Could Southern California earthquake swarm lead to the ‘big one?’ Here’s what to know

What do the hundreds of earthquakes swarming Southern California near the Salton Sea mean for the chances of a major quake?

The quake swarm, which began about 4 p.m. Wednesday, continued overnight and into Thursday morning with hundreds of small quakes, the U.S. Geological Survey reports.

Hundreds of earthquakes continue to rattle Southern California, USGS says

Most of the tremors are below 3.0 magnitude, but a few earthquakes registering over 4.5 magnitude have been recorded, the USGS reports. The agency had recorded at least 240 quakes by Wednesday night.

“Quakes make other quakes more likely, but only nearby,” seismologist Lucy Jones wrote on Twitter Wednesday night. “The only faults nearby are small. In other words, there is no scientific reason to predict a big quake in another location today.”

The quake swarms “are located in an area of diffuse seismic activity between the San Andreas fault in the north and the Imperial fault to the south,” the USGS says. Previous swarms in the area happened in 1981 and 2012.

“Past swarms have remained active for 1 to 20 days, with an average duration of about a week,” the USGS reported.

The swarm most likely will continue for several days, possibly including quakes up to 5.4 magnitude. A less likely scenario includes a possible quake of up to 6.9 magnitude.

And there’s a very slim chance of a quake of 7.0 magnitude or higher, but only in the Salton Sea area, not along one of the major California fault lines, the USGS said.

“While this is a very small probability, if such an earthquake were to occur, it would have serious impacts on communities nearby and would be followed by aftershocks that would increase the number of smaller earthquakes per day,” the USGS said.

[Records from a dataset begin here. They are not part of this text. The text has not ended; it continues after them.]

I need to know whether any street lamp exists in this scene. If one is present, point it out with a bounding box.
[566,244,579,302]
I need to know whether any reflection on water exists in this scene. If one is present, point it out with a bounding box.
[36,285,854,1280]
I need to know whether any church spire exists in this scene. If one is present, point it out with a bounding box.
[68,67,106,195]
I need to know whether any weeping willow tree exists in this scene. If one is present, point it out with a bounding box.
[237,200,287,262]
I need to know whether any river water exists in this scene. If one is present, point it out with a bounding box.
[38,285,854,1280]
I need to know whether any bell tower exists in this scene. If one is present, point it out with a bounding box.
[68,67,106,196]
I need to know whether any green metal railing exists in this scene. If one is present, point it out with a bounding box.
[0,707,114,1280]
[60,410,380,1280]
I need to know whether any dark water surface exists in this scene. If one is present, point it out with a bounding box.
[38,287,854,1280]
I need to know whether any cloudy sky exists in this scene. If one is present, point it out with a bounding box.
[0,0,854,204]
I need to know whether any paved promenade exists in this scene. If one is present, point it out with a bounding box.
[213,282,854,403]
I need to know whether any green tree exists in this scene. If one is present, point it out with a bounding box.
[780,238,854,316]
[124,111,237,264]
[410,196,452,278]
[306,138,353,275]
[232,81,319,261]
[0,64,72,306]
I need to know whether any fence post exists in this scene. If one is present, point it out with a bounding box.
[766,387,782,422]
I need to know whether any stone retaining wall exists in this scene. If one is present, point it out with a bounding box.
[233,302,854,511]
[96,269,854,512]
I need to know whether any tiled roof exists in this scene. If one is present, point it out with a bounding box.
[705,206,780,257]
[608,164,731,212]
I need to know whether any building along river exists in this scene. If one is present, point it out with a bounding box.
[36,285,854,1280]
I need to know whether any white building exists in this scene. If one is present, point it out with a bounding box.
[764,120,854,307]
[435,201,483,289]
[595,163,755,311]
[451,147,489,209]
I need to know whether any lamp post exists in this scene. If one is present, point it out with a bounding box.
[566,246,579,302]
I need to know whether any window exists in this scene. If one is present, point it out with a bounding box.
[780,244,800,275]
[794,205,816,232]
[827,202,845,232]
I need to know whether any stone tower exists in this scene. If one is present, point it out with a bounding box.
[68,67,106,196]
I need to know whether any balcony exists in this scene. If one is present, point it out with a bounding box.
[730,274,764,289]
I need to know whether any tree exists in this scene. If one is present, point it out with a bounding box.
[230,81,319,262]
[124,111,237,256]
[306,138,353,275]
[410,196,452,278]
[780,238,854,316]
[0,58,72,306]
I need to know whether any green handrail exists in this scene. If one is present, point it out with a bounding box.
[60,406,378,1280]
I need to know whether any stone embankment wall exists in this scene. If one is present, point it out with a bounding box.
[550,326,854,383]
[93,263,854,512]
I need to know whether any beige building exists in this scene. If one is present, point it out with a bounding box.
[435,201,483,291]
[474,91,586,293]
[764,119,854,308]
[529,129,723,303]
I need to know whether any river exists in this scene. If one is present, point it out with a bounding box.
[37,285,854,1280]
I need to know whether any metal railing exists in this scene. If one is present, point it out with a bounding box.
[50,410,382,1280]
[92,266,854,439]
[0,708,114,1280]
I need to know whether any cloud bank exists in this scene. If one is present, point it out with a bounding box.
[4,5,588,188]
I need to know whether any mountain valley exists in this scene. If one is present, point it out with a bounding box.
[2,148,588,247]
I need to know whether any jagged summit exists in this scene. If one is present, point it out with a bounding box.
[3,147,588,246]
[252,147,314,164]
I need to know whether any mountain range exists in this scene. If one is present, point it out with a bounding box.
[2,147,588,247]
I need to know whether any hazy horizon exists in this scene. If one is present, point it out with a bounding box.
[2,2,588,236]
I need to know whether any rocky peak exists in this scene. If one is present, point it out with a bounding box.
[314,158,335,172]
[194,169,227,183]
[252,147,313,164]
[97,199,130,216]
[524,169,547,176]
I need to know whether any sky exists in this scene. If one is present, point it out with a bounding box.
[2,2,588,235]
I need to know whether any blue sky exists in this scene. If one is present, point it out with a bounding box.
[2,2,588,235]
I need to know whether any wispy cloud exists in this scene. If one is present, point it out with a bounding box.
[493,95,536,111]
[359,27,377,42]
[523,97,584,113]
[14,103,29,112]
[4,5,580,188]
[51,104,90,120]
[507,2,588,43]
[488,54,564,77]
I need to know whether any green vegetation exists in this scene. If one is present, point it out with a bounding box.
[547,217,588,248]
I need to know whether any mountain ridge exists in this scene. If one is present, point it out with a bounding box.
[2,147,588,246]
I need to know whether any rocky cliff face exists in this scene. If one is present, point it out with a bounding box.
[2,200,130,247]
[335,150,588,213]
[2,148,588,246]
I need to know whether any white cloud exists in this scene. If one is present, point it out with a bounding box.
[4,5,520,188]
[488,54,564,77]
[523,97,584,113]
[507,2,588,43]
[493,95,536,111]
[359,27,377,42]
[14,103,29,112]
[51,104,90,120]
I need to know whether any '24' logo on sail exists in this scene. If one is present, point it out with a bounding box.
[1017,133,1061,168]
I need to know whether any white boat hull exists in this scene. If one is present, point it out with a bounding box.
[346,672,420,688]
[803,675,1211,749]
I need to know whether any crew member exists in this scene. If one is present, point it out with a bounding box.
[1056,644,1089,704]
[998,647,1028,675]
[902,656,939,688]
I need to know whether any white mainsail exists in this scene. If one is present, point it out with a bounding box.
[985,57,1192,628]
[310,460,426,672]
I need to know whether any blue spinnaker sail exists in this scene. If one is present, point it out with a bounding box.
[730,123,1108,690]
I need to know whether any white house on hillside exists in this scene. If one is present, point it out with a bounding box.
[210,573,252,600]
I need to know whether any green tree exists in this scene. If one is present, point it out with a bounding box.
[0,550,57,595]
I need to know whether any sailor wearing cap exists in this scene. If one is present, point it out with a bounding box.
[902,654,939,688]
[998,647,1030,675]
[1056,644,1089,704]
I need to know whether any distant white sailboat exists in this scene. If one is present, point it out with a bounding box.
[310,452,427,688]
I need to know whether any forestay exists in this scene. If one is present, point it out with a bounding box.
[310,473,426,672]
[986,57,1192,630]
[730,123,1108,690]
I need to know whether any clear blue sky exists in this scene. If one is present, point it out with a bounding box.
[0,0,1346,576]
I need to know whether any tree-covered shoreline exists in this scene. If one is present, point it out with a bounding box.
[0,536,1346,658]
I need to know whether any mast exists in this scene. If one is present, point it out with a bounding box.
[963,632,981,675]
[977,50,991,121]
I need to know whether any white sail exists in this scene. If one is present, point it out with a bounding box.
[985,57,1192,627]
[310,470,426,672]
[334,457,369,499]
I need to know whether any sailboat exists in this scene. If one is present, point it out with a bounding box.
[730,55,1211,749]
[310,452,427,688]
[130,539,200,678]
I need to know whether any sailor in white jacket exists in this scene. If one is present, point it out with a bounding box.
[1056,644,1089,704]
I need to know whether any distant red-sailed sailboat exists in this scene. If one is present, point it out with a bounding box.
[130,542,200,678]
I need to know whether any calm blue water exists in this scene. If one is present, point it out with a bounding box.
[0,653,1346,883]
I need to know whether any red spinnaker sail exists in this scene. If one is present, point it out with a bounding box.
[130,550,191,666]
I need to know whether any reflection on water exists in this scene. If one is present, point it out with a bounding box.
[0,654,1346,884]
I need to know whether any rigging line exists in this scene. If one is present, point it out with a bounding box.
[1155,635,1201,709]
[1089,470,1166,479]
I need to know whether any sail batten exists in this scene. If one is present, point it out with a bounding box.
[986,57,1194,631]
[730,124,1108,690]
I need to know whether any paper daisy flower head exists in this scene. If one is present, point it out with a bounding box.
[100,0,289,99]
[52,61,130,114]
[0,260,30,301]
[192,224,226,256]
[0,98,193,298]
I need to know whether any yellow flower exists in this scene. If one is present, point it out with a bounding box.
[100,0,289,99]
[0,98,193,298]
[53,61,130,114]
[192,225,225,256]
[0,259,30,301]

”One of the largest swarms we have had in the Imperial Valley — and it is historically the most active swarms in SoCal,” Jones wrote on Twitter.

Magnitude measures the energy released at the source of the earthquake, the U.S. Geological Survey says. It replaces the old Richter scale.

Quakes between 2.5 and 5.4 magnitude are often felt but rarely cause much damage, according to Michigan Tech.